Flip Belts don't help against mines, Farseer. Mines hurt pretty much everyone, even skimmers, jump-packers and Jetbikes.


----------



## Casmiricus (Mar 6, 2008)

FarseerNo3 said:


> no flip belts = ignore difficult terrain
> + holo suit + 5 save
> + a farseer on a jet bike + fortune on the harlequins
> 
> ...


Yeah, that's taking a very circuitous route. The Read-as rules (RAW) clearly intend that anything that moves on or close to the ground will take hits, while things like jump infantry will not.


----------



## Galahad (Dec 21, 2006)

Actually, Cas, you're a little off.
RAW is Rules As Written, which is the black and white of the rule, as it appears on the page, with no assumptions made about how it was intended to work, just how it works on paper. What you're referring to is RAI, Rules As Intended, which usually means ignoring the way the rule actually works in favor of how someone believes they should work.

However, in this case, the way the rules are written and how they are intended are one in the same. Mines hurt everyone.

Jump Troops and skimmers specifically *are* affected by mines. But it's not *just* them, it's every model that moves over a minefield. The minefield is on the ground. If your model is moving on the ground, you're moving over minefield. When you move your model on the board, are you putting it underneath the minefield marker? No, you put it over the minefield marker. If you jump or fly over it you're moving over mines.
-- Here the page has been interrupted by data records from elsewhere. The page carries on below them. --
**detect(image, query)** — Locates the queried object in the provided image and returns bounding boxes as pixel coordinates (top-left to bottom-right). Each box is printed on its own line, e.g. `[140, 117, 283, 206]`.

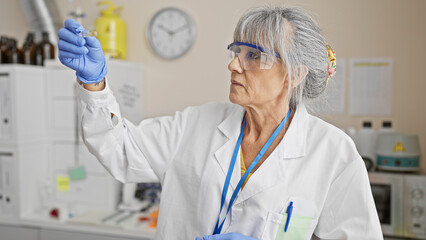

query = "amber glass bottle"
[22, 33, 37, 65]
[7, 38, 23, 64]
[0, 36, 9, 64]
[39, 32, 55, 64]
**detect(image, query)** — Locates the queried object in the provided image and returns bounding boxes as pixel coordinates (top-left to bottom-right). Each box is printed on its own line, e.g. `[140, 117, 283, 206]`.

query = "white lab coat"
[78, 81, 383, 240]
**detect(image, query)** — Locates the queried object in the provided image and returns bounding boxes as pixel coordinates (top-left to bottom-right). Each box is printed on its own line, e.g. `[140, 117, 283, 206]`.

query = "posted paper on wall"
[349, 58, 393, 116]
[315, 58, 346, 114]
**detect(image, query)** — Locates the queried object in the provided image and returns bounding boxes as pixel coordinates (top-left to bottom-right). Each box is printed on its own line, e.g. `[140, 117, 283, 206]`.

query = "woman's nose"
[228, 56, 243, 73]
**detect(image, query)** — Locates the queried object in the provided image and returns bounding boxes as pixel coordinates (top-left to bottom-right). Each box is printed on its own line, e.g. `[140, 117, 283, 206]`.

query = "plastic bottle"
[36, 32, 55, 65]
[22, 33, 37, 65]
[357, 121, 377, 170]
[7, 38, 22, 64]
[0, 36, 9, 64]
[378, 121, 395, 134]
[95, 1, 126, 59]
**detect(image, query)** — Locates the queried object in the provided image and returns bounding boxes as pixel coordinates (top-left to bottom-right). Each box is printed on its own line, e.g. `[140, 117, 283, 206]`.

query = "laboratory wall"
[0, 0, 426, 173]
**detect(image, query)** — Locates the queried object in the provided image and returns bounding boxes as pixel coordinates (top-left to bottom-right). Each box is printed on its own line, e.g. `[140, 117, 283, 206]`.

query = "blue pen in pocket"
[284, 202, 293, 232]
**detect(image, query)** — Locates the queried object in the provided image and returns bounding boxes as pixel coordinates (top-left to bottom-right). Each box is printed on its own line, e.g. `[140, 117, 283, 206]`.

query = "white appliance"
[369, 172, 426, 239]
[45, 60, 143, 215]
[0, 65, 48, 218]
[0, 61, 143, 219]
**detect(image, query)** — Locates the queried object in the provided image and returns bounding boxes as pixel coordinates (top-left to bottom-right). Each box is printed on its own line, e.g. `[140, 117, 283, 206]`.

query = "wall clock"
[147, 7, 196, 59]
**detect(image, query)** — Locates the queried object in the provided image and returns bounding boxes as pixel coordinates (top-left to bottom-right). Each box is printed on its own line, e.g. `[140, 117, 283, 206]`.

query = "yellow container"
[95, 1, 126, 59]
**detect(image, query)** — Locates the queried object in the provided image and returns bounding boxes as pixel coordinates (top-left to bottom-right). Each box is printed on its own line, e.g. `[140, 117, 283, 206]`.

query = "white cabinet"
[0, 65, 47, 218]
[0, 65, 47, 147]
[0, 225, 38, 240]
[40, 229, 148, 240]
[45, 60, 143, 214]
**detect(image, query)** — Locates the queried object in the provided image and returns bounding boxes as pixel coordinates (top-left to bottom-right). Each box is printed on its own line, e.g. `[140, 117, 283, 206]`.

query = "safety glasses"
[228, 42, 280, 70]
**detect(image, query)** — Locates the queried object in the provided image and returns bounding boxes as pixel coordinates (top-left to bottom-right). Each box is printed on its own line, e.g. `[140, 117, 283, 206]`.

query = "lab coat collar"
[215, 104, 309, 194]
[218, 104, 309, 159]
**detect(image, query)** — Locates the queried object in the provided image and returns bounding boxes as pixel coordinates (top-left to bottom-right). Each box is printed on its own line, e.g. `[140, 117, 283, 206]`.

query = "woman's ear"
[291, 65, 309, 88]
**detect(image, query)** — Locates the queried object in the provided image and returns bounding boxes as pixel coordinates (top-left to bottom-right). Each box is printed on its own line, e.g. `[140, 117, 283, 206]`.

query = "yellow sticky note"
[56, 176, 70, 192]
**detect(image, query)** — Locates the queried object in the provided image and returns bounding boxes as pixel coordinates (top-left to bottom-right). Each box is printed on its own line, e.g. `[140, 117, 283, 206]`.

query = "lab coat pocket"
[261, 212, 314, 240]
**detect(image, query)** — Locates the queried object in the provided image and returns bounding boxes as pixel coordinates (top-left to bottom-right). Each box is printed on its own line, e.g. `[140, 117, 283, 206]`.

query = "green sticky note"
[70, 167, 86, 181]
[56, 176, 70, 192]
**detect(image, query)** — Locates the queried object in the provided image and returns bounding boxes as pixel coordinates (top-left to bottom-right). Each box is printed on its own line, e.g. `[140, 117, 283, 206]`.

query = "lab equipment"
[284, 202, 293, 232]
[95, 1, 127, 59]
[22, 32, 37, 65]
[227, 42, 280, 70]
[369, 172, 426, 239]
[195, 232, 255, 240]
[37, 32, 55, 65]
[378, 121, 395, 134]
[0, 65, 48, 219]
[58, 19, 107, 84]
[0, 36, 9, 64]
[77, 30, 98, 37]
[376, 132, 420, 172]
[6, 38, 23, 64]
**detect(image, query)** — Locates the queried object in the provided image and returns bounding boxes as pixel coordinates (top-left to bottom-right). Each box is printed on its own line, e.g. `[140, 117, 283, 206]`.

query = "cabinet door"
[38, 229, 149, 240]
[0, 225, 38, 240]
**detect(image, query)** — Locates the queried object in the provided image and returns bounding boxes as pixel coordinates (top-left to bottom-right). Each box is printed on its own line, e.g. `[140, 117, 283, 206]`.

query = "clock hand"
[158, 24, 174, 36]
[172, 24, 189, 33]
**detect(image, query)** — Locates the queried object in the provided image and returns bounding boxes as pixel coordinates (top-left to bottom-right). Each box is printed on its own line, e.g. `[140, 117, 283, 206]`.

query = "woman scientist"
[58, 7, 382, 240]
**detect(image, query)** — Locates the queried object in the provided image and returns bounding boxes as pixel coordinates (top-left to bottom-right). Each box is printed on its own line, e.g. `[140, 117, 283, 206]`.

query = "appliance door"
[404, 175, 426, 239]
[369, 173, 404, 236]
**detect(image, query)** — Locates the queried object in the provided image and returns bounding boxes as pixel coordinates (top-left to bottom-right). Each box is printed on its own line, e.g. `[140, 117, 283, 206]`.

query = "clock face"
[147, 8, 195, 59]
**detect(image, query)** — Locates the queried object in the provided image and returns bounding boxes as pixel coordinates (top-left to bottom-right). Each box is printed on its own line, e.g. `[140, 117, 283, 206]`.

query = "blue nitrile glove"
[195, 233, 256, 240]
[58, 19, 107, 84]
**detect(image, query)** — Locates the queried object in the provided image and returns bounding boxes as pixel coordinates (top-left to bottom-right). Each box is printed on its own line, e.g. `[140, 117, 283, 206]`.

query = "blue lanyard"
[213, 109, 291, 235]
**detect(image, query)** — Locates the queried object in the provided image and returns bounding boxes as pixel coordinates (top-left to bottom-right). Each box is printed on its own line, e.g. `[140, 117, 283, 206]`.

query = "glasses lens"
[228, 45, 274, 70]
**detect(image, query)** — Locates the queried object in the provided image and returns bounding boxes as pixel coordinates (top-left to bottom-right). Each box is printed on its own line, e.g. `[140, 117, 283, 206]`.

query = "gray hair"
[234, 6, 329, 108]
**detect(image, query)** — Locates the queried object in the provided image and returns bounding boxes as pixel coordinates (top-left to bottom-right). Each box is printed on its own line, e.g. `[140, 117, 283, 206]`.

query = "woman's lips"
[231, 79, 243, 87]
If you walk or roll over it, you're moving over mines.

p39 of the SM dex says "Skimmers and jump infantry are affected normally." They move over the mines, they get hit.
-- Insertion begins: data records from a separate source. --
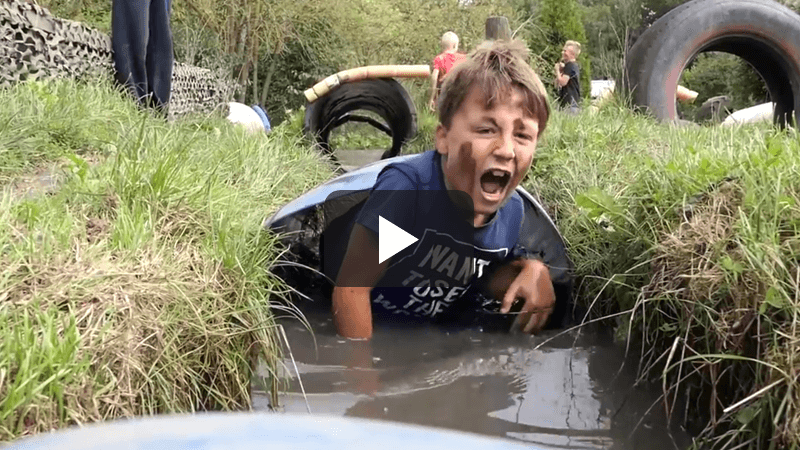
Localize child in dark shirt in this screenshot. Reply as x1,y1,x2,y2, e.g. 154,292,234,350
333,41,555,339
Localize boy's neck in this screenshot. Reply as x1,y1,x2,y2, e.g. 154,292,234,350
439,156,494,228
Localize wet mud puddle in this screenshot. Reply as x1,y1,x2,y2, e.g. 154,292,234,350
253,314,690,449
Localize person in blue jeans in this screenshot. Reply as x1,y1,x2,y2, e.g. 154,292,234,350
111,0,173,112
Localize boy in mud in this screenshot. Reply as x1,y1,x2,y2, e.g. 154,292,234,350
332,41,555,339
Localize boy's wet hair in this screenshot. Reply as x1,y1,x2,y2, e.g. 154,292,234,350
437,40,550,135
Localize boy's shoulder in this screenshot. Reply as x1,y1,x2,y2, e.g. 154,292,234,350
378,150,444,190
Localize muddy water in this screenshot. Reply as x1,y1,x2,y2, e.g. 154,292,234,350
254,315,690,449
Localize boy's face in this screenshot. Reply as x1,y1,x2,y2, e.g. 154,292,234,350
436,87,539,226
561,45,575,62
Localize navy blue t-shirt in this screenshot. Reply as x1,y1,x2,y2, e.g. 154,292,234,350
356,151,524,320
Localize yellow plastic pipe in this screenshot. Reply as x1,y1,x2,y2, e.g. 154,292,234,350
303,65,431,103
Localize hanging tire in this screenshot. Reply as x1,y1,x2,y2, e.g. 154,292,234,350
623,0,800,126
303,78,417,159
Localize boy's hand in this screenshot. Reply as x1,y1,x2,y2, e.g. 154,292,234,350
500,259,556,334
331,223,389,339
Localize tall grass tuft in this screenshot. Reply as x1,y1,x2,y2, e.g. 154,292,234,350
525,104,800,449
0,76,331,441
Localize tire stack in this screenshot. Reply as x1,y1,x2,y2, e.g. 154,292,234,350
622,0,800,126
0,0,113,87
0,0,237,118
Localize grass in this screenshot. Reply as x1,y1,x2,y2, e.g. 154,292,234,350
0,74,800,449
524,97,800,449
0,76,331,441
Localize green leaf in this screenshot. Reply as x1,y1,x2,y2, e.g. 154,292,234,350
575,187,622,219
764,286,788,309
736,404,758,425
720,255,744,276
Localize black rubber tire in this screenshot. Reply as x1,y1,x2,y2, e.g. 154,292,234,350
623,0,800,126
303,78,417,159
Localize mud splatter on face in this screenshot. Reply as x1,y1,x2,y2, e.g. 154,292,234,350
458,142,478,182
Further clarification comes from page 205 of the main book, conveniently titled...


Skimmers and Minefields said:


> Mines come in a variety of forms. Some contain specialised devices with proximity detectors, others have the ability to leap upwards, or simply detonate in such a spectaculat fashion that being a few meters in the air is no defence. Because of this, skimmers and troops with jump packs are affected by minefields just like ordinary troops and vehicles.
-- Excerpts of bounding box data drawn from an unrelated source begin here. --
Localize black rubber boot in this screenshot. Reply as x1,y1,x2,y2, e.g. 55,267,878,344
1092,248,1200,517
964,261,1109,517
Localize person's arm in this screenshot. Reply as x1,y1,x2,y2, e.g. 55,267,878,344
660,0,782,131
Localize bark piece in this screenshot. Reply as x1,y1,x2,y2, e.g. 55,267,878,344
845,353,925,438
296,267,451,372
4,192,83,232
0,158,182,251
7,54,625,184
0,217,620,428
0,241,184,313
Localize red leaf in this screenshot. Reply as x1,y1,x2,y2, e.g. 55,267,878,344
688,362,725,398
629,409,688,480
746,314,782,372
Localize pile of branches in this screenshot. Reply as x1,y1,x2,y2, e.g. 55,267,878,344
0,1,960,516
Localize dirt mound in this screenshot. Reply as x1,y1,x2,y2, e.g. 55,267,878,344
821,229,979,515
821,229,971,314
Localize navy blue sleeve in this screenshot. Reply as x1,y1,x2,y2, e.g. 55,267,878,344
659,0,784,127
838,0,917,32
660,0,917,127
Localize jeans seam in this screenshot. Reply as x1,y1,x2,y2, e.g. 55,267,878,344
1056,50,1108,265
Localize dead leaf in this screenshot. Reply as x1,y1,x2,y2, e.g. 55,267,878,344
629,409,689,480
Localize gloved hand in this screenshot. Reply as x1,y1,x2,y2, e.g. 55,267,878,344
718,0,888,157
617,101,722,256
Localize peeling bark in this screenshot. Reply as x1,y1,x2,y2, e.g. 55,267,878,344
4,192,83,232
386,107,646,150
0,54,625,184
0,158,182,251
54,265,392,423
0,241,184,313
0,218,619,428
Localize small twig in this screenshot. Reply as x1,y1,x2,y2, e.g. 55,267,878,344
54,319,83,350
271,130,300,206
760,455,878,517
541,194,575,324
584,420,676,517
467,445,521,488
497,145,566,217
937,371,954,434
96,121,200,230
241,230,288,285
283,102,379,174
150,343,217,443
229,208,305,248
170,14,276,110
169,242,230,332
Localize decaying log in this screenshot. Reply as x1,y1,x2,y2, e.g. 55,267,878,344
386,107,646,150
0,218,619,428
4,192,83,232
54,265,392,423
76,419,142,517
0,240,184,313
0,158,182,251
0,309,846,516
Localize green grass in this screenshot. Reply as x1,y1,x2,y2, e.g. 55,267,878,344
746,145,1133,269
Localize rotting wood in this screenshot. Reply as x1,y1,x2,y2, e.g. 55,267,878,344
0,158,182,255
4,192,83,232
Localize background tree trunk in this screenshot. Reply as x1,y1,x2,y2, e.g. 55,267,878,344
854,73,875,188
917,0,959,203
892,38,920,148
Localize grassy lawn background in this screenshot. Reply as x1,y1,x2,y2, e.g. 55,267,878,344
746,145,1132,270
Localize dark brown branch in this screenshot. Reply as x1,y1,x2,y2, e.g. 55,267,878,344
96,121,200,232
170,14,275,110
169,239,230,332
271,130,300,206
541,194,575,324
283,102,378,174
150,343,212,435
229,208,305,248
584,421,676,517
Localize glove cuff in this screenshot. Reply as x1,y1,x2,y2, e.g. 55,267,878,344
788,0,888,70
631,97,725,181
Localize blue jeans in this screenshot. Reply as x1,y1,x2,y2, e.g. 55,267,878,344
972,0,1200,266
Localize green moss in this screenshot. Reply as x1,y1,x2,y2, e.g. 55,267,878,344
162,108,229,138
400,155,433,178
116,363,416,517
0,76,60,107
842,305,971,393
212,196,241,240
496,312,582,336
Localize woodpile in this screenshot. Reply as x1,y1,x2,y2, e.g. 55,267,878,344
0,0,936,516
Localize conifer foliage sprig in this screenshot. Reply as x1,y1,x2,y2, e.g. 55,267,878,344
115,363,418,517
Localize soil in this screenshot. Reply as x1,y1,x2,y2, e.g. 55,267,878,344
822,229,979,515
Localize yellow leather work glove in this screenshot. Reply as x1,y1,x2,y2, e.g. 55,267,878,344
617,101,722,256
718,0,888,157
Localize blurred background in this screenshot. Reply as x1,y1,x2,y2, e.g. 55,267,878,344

So mines hurt everyone, no matter what special abilities they have unless they specifically say "yeah, this works on mines too." Walk, fly, backflip, ninja-sneak, roll over it in an armored tank, fly over in a grav-tank or hawk wings or a jetbike, you're still going to be hit by mines.

Don't want to get hit by mines? Don't move over them, move around them.

Though, here's a question: If you're standing someplace, minding your own business, and some jerk comes by and drops a bunch of mines on you...do you set them off?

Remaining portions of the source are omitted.